The benefits of using Kafka only became clear and concrete once we committed to using ClickHouse as the storage solution for our outlier score data. ClickHouse performs best when data is inserted in larger, less frequent batches, rather than rapid, small operations, which create a lot of internal overhead. Transporting outlier scores via Kafka allowed us to batch updates while being resilient to data loss during transient downtime.

The Future

It’s been a journey getting to this point, but we’re far from done. Cloudflare’s mission is to help make the Internet better for everyone - from small websites to the largest enterprises. For Anomaly Detection, this means expanding into a problem space with huge cardinality: roughly the cross-product of the number of sites and the number of unique visitors. To do this, we’re continuing to improve the efficiency of our infrastructure through smarter traffic sampling, compressed baseline windows, and more memory-efficient data representations.

Additionally, we want to deliver even better detection accuracy on sites with multiple distinct traffic types. Traffic coming to a site from web browsers behaves quite differently than traffic coming from mobile apps — but both sources of traffic are legitimate. While the HBOS outlier detection algorithm is lightweight and efficient, there are alternatives which are more performant in the presence of multiple traffic profiles.

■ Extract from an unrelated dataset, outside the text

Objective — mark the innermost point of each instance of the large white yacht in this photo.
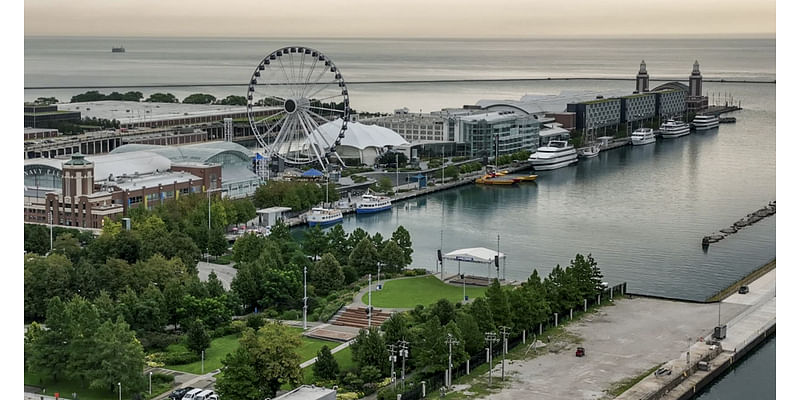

One of these alternatives is local outlier factor (LOF) detection. LOF automatically builds baselines that capture “local clusters” of behavior corresponding to multiple traffic streams, rather than a single site-wide baseline. These new baselines allow Anomaly Detection to better distinguish between human use of a web browser and automated abuse of an API on the same site. Of course, there are trade-offs here as well: generating, storing, and working with these larger and more sophisticated behavioral baselines requires careful and creative engineering. But the reward for doing so is enhanced protection for an even wider range of sites using Anomaly Detection.

Finally, let’s not forget the very human side of building, supporting, and expanding Anomaly Detection and Bot Management. We’ve recently launched features that speed up model experimentation for Anomaly Detection, allow us to run “shadow” models to record and evaluate performance behind the scenes, give us instant “escape hatches” in case of unexpected customer impact, and more. But our team — as well as the many Solutions Engineers, Product Managers, Subject Matter Experts, and others who support Bot Management — are continuing to invest in improved tooling and education. It’s no small challenge, but it’s an exciting one.